[Beowulf] When is compute-node load-average "high" in the HPC context? Setting correct thresholds on a warning script.

Tue Aug 31 07:51:20 PDT 2010

My scheduler, Torque flags compute-nodes as "busy" when the load gets
above a threshold "ideal load". My settings on 8-core compute nodes
have this ideal_load set to 8 but I am wondering if this is
appropriate or not?

$max_load 9.0
$ideal_load 8.0

I do understand the"ideal load = # of cores" heuristic but in at least
30% of our jobs ( if not more ) I find the load average greater than
8. Sometimes even in the 9-10 range. But does this mean there is
something wrong or do I take this to be the "happy" scenario for HPC:
i.e. not only are all CPU's busy but the pipeline of processes waiting
for their CPU slice is also relatively full. After all, a
"under-loaded" HPC node is a waste of an expensive resource?

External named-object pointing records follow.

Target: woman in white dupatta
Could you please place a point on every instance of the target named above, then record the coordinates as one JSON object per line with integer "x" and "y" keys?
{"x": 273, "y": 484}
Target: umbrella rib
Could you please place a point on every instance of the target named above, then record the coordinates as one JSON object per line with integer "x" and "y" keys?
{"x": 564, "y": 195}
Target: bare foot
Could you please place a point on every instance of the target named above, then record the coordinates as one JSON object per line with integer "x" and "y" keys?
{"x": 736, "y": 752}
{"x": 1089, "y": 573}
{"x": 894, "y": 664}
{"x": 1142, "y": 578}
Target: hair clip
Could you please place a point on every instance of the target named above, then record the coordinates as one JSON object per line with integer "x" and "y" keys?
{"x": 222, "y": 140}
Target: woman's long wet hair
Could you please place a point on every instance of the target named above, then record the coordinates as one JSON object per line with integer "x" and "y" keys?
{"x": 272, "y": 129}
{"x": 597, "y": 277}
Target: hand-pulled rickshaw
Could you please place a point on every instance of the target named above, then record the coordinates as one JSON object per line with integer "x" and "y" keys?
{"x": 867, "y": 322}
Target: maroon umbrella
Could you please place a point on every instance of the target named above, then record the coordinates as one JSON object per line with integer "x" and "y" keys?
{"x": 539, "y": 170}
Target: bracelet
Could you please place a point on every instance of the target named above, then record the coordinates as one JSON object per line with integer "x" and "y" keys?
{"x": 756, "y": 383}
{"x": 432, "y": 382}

On the other hand, if there truly were something wrong with a node[*]
and I was to use a high load avearage  as one of the signs of
impending trouble what would be a good threshold? Above what
load-average on a compute node do people get actually worried? It
makes sense to set PBS's default "busy" warning to that limit instead
of just "8".

I'm ignoring the 5/10/15 min load average distinction. I'm assuming
Torque is using the most appropriate one!

*e.g. runaway process, infinite loop in user code, multiple jobs
accidentally assigned to some node etc.

-- 
Rahul